Acredite, sou negro e catarinense

    tumblr_meirrw17h91qin99zo1_500Por Felipe Cardoso.

    Como é bom morar em um estado que é comparado com a Europa, que tem clima europeu, que tem muitas influências da cultura de lá. Sim, é bom viver em Santa Catarina. Um estado que valoriza sua cultura, que mantém viva suas tradições.

    Como é bom se sentir um pouco alemão, um pouco italiano, português, africano… Africano? Como assim? África não fica na Europa! Pois é, mas existem negros por aqui. Só que muita gente já se esqueceu ou já se acostumou com tamanha invisibilidade. E não só pelo fato da quantidade de negros no estado ser pequena, mas sim pela mídia insistir em não apresentar o negro como parte deste estado.

    O erro já começa em muitos catarinenses acharem e até afirmarem que por esses lados não existiu escravidão, que por aqui o negro chegou a pouco tempo.

    Por falar nisso fica aqui minha indagação: como andam os estudos sobre o estado nas salas de aulas, o que os professores ensinam sobre sua colonização? O que é passado para nossas crianças e jovens sobre a história de Santa Catarina e em que parte o negro entra nessa história? (Se é que entra).

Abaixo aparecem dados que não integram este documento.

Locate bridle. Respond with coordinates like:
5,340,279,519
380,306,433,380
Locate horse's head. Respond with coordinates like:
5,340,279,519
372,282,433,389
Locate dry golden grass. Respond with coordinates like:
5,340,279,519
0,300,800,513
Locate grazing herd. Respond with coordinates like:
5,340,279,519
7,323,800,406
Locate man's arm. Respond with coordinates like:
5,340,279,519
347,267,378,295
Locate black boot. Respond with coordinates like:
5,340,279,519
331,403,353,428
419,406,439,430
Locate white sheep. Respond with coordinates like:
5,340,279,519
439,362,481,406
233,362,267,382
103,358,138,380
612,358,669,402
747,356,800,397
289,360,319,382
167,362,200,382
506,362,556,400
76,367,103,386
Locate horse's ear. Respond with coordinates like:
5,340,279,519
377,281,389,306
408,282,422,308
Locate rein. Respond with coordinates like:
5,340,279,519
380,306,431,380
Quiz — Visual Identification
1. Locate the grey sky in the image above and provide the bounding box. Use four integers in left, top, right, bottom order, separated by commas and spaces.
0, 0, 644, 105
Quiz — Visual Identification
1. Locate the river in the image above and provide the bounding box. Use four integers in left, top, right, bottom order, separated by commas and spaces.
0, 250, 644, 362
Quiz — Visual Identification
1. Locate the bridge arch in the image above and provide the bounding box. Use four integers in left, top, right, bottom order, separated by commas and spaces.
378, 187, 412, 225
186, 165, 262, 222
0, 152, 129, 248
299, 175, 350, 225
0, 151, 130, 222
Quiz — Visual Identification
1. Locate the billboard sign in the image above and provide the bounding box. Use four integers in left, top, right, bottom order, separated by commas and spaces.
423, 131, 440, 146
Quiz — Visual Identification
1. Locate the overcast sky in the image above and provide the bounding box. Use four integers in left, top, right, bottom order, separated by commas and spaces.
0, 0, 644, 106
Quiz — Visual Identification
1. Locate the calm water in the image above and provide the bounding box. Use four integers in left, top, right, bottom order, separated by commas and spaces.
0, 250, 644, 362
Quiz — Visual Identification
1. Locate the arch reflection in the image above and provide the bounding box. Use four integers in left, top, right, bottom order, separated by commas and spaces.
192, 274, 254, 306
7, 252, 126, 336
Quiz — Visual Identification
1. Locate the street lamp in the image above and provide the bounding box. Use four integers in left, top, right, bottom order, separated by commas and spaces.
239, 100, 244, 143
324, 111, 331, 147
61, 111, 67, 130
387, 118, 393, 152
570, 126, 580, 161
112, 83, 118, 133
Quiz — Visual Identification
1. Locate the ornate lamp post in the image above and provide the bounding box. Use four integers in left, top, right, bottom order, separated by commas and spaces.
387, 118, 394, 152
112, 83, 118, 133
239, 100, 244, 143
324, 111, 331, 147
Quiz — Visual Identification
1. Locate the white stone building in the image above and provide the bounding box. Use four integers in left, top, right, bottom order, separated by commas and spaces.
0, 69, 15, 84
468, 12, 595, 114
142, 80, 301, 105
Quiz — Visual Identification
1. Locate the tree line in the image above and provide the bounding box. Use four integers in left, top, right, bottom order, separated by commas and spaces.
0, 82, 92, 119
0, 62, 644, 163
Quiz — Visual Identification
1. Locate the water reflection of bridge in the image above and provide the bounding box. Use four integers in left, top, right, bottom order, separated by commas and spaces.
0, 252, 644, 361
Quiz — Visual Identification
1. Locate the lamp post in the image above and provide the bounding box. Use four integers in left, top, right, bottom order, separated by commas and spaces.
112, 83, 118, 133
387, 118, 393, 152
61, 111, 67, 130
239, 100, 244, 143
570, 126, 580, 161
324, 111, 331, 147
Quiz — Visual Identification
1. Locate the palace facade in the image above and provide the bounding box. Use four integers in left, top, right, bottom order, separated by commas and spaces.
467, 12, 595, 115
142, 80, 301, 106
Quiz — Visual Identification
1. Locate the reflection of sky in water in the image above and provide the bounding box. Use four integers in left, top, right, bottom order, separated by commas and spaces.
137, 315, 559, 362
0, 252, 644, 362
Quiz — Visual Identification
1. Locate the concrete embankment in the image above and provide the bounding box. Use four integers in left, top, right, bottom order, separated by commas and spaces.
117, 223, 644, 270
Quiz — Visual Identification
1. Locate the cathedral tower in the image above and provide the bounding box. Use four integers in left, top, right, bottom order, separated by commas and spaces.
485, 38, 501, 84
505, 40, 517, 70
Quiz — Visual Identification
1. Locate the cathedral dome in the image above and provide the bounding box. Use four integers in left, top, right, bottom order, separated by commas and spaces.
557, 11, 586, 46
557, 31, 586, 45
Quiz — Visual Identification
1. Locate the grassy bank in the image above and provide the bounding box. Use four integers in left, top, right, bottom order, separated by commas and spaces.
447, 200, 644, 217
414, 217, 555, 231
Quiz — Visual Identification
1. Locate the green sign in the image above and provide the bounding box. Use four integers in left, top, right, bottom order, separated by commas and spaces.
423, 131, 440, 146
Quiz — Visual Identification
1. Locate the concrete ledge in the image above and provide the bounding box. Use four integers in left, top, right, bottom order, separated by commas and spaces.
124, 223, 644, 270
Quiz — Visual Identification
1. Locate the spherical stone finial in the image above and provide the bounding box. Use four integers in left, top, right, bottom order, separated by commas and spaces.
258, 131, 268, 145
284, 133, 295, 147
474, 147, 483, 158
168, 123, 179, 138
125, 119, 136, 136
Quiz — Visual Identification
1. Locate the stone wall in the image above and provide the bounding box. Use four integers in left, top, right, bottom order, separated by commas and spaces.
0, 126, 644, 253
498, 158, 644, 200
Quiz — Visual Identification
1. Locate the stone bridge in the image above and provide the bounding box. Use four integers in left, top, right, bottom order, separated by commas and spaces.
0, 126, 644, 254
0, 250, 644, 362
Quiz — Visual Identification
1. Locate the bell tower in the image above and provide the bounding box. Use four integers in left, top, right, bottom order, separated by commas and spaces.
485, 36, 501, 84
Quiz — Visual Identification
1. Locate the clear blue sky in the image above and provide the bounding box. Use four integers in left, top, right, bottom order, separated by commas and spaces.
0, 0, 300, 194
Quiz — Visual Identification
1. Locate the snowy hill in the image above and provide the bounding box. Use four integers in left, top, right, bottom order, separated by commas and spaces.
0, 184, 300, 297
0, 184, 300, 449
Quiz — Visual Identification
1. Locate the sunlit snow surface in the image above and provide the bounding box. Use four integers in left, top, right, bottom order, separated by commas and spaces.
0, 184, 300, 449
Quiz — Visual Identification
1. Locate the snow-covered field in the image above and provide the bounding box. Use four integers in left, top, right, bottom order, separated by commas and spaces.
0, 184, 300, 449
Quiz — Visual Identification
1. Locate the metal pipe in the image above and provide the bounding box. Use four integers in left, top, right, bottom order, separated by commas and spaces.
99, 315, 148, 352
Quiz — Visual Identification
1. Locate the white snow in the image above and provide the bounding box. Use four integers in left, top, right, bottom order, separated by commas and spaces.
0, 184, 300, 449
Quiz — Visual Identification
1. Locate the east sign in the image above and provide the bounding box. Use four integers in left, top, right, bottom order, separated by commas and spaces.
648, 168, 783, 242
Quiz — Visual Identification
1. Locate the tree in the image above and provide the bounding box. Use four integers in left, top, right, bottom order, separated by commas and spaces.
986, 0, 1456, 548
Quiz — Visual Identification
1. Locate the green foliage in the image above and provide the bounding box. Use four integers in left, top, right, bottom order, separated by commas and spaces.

    Outro erro que vejo é o estado celebrar festas típicas de origem germânica, italiana, açoriana, que ganham proporções nacionais e até internacionais. Orgulham-se disso e fazem questão de deixar claro que as tradições por aqui são preservadas por pessoas de pele clara, cabelo liso e olho azul, que muitas vezes falam até na língua estrangeira, para deixar claro que por aqui é assim que funciona, é assim que se vive. O erro não está na comemoração em si, não está em sentir orgulho da sua história, da sua cultura. O erro está em estereotipar o estado para o mundo,excluindo a presença de índios e negros que também vivem aqui e que ajudaram e ajudam a construir a história de Santa Catarina.

    Bom, você deve estar pensando: “tá, mas e daí? O que isso interfere?”

    Interfere que é passado para quem não mora aqui a ideia de que no estado catarinense  não existam pessoas de cor, fora do “padrão catarinense de qualidade”. Faz com que pessoas negras que venham de fora se admirarem quando você (também negro) diz que nasceu e foi criado aqui, junto com sua família e mais um monte de negros. Dá a entender que por aqui negro não exista e nem tenha espaço e faz também com que o negro que mora aqui se sinta de alguma forma rebaixado, fora do padrão, sentindo-se no lugar errado.

    Sim, de um modo sútil e sem muito alarde eu vos digo, isso é racismo. Vivemos em um estado racista.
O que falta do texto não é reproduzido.